Putin Addresses Ukraine From Eurasian Economic Summit
May 2, 2014 • 11:33AM

The Eurasian Supreme Economic Council, the heads of state of Belarus, Kazakhstan and Russia, met April 29 in Minsk, Belarus, to pursue the negotiation of a treaty which will inaugurate the planned Eurasian Economic Union effective January 1, 2015. Russian President Vladimir Putin told reporters afterwards that the problem-areas in the proposed treaty were being cleared away, and that he was confident that the Economic Union would begin on schedule, as reported by the Kremlin website.

He also answered reporters' questions about Ukraine, saying, "As for the sanctions, I consider the first package of sanctions an unlawful and hostile act against Russia, and a step that will definitely damage Russia-U.S. and Russia-EU relations. But as for the second package of sanctions, it is not even clear exactly what they are all about, because they have no cause and effect link to what is happening now in Ukraine and in Russia.

"I think they are linked to the fact that our partners tried to settle the Ukrainian crisis using force, then realized what this leads to and are now looking for someone to blame. Let me say though that this has nothing to do with Russia. People say our special forces are present there, say we have sent instructors there. Let me say in all responsibility that there are no Russian instructors, special forces or troops of any kind there. We have no one there. They cooked up this whole mess themselves and are now trying to resolve the problem by using us.

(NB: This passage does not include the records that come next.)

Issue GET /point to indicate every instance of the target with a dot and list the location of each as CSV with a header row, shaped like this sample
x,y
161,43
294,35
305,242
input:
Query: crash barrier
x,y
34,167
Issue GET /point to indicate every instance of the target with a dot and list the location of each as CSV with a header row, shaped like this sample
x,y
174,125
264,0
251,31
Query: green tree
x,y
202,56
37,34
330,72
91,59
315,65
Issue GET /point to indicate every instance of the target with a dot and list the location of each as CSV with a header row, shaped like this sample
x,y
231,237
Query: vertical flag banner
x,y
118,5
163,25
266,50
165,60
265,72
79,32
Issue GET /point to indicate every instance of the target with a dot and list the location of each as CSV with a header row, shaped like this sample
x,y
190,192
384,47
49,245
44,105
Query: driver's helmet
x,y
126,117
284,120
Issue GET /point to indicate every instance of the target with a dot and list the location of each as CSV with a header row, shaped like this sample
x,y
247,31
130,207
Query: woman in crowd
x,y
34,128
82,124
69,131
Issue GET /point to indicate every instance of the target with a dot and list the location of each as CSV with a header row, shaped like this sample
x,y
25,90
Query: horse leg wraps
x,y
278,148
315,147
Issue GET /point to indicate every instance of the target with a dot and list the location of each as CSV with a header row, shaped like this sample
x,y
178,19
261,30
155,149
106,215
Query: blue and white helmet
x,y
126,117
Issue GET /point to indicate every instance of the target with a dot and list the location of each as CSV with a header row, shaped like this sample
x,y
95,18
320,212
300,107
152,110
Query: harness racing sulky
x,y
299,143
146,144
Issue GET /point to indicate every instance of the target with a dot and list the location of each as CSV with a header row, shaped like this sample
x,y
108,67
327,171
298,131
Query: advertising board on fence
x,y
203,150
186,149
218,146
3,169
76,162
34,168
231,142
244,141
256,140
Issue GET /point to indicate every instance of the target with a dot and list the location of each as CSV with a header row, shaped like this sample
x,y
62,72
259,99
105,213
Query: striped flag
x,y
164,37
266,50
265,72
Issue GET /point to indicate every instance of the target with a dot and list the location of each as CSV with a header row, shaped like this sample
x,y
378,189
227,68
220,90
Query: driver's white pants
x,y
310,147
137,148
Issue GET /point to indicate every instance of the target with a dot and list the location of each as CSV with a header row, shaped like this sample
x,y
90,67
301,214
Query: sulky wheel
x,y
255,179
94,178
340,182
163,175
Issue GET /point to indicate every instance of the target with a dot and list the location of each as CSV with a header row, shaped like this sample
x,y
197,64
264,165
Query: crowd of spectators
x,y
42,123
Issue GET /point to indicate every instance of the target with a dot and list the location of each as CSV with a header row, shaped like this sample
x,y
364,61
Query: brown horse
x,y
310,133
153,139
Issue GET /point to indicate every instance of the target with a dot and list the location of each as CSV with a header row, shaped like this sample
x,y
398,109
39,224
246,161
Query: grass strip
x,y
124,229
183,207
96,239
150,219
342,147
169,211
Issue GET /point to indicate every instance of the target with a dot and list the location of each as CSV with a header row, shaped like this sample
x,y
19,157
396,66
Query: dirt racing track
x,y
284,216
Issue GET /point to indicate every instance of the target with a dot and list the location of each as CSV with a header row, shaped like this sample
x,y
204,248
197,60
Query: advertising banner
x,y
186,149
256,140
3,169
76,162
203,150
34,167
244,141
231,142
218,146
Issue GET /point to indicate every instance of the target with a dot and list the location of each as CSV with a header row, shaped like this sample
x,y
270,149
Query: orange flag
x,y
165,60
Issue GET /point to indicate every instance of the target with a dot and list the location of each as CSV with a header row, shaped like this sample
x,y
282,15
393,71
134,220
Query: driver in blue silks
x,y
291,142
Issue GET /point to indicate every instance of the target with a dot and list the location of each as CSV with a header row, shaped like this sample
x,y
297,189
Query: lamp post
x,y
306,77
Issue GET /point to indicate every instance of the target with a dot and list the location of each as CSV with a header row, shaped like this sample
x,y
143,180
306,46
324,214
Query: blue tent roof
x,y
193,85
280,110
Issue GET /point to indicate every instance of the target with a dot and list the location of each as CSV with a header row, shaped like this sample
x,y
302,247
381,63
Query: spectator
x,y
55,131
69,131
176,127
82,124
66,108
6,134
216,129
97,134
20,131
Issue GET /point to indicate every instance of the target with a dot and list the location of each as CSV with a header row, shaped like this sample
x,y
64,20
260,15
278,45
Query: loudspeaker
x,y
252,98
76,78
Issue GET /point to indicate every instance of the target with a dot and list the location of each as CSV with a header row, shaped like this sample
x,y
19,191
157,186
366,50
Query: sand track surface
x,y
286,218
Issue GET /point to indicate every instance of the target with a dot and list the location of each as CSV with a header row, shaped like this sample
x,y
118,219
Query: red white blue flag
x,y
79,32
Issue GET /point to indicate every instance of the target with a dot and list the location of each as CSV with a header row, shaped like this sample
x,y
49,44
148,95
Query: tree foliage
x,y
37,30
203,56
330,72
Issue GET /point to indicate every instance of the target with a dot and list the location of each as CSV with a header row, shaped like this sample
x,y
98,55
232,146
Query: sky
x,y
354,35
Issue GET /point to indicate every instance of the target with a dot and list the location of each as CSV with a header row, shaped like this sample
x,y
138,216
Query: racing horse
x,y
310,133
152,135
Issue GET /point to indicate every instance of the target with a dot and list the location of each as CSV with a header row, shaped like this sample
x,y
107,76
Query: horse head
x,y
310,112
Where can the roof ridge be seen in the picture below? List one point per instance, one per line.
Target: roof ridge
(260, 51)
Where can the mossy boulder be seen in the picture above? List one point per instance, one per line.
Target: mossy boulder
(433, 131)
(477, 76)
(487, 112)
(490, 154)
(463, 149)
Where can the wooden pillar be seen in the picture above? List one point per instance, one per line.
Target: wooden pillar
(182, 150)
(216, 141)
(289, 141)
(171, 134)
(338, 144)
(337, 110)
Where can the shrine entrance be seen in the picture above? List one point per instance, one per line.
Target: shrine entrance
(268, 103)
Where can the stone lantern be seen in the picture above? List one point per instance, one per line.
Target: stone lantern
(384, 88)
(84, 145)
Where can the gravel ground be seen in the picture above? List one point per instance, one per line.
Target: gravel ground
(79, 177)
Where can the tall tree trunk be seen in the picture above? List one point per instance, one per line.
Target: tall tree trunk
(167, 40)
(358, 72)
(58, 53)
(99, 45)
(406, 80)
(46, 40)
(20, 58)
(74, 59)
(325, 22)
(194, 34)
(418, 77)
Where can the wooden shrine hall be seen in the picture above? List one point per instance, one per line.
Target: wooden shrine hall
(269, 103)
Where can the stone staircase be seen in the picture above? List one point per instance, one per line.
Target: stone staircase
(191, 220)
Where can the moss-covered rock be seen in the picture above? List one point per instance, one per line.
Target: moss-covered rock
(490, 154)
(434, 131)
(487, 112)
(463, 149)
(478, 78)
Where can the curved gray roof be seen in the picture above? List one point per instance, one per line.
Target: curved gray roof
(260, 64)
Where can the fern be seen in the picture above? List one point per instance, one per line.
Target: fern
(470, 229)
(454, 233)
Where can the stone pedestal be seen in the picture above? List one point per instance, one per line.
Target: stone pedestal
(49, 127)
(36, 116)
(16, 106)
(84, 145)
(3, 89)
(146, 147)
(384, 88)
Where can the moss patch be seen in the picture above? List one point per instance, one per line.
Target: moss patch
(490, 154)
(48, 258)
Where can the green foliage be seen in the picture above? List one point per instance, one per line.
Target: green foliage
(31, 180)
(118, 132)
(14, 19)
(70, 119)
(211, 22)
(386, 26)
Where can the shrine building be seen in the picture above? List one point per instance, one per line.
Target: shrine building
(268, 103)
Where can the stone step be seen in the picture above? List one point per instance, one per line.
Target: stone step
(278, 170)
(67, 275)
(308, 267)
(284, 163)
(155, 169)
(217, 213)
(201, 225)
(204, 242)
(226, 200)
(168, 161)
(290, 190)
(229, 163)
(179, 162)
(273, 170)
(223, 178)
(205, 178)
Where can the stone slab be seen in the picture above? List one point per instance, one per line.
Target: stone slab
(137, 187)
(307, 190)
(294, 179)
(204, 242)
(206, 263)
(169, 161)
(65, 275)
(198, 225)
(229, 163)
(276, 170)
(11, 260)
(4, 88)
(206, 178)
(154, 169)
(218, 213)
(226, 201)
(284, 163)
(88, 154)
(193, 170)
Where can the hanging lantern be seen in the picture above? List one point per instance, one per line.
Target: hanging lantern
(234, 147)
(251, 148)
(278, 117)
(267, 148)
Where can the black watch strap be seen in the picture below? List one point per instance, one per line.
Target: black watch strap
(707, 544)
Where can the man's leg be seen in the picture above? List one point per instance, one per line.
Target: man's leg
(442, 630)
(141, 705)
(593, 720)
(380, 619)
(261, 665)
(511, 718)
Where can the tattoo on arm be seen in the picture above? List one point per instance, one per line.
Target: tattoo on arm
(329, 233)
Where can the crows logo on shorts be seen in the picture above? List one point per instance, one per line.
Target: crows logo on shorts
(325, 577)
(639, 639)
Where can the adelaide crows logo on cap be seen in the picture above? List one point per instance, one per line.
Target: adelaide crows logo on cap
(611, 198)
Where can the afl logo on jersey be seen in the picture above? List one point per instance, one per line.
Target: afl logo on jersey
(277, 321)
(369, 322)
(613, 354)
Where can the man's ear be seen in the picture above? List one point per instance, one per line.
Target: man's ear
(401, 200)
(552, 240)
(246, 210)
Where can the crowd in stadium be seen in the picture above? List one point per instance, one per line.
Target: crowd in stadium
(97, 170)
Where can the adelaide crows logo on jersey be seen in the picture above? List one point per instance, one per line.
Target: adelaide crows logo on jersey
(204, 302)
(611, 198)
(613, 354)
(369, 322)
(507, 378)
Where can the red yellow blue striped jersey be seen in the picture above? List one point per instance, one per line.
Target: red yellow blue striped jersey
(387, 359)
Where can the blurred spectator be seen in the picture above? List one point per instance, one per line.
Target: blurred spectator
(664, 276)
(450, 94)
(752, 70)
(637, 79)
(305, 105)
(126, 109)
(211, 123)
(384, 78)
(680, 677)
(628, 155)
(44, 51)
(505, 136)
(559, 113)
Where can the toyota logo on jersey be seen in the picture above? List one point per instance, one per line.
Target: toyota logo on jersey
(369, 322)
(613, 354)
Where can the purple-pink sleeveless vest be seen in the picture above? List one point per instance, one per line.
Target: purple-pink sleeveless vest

"Can the situation be resolved? It probably can, but this would require the parties to the conflict to sit down at the negotiating table and respect the Geneva agreements. This would mean that the authorities in Kiev would have to release from prison the people in whom Ukrainians have placed their trust and chosen as leaders, and would have to begin direct dialogue with these people. It would mean disarming the radicals, Right Sector and other radical groups, and clearing them out of buildings in Kiev rather than legalizing their activities. It would mean equal respect too for the lawful rights of people in other parts of Ukraine, especially in the east and southeast of the country. Engaging in dialogue and looking for compromise solutions is something that must be done. The wrong thing to do is to start looking for scapegoats elsewhere.

"You know, it was handing out those pies on the Maidan [by U.S. Assistant Secretary of State Victoria Nuland] that paved the way to this crisis. We need to appreciate the seriousness of the situation and be equally serious about looking for solutions. Let me say again that there is nothing good in these sanctions—they will be damaging. The Russian Federation Government has already proposed some countermeasures. I do not see a need for us to take countermeasures, but if this kind of situation continues, of course we will have to start looking at who is doing what in Russia in different sectors of our economy, including the energy sector. We really have no desire to resort to these kinds of measures, take our own steps in response, and I hope that things do not reach this point."

Asked how he viewed the fact that the U.S. has now taken the lead in the crisis, leaving the EU in the background, Putin replied that it shows that the U.S. was directing the process from the outset,— ignoring the British Empire pulling puppet Obama's strings.

Thereafter, Putin spoke on Ukraine with the British and Italian prime ministers on April 30, and with Angela Merkel on May 1, one day before her Washington visit. He stressed the need for withdrawal of Ukraine troops from southeast Ukraine; she asked for Russian help in getting the military observers released there.